# all season tires vs winter tires test



## cruze-control (Jul 23, 2010)

if youre the type of person that wants to save a few bucks by buying all seasons instead of having summer tires and seperate winter tires. than read this article and watch the videos before you make a decision.

Still Think All Season Radials Are Good Enough For Winter?


----------



## Inline4_driver (Jul 23, 2010)

I try to keep telling everyone I know how bad all seasons are during the winter time. Hopefully when I show them this they realize what I've been telling them. Thanks for posting this.


----------



## montana (Nov 12, 2010)

Great post OP. Some people just don't understand the importance of winter tires, and tires in general.

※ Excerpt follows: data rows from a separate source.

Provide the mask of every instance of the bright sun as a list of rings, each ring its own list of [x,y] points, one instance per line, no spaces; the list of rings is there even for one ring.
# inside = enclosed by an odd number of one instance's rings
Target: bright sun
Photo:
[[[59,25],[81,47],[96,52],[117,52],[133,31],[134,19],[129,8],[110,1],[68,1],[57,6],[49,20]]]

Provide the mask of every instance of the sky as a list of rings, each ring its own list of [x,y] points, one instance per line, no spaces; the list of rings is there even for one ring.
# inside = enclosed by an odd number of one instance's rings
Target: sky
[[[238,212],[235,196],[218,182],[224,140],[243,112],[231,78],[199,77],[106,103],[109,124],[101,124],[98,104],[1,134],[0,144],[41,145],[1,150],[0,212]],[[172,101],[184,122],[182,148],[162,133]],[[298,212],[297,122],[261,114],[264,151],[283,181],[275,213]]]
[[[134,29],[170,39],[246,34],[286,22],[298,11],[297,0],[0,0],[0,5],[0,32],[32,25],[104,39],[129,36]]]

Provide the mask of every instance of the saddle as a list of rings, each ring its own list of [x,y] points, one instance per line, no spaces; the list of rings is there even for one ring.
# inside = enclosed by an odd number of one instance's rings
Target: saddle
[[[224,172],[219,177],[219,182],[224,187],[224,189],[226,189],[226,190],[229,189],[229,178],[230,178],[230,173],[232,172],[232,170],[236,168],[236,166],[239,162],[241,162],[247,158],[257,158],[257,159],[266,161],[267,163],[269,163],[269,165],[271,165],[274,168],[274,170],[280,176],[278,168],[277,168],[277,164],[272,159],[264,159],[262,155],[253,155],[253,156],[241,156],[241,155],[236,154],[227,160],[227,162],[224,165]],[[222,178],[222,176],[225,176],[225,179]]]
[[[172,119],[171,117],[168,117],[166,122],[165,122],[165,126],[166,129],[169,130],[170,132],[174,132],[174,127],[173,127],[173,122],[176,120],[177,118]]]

Doesn't matter what kind of car you have FWD Civic, RWD Camaro, AWD Subaru WRX, once you have the right tires it makes a big impact on your driving.


----------



## CRUISE-CRUZE (Nov 8, 2010)

C’mon guys, it is clear, definitely is better to wear the proper tires for each season. You don’t have to be a genius to understand that. If you are living in a region with 4-5 months of winter, definitely better use winter tires. But if you are living somewhere where you have snow 4-5 weeks in a year, all season could be a better choice. Personally I am using Michelin all season performance tires but I have winter socks special made for snow and ice. I keep them in my trunk and I have used just once when I really couldn’t go forward without. I can put the socks in 3 minutes and speed limit is 35-40 miles on the snow or ice. I think this is a good compromise if the winter is not for long time in your area.


----------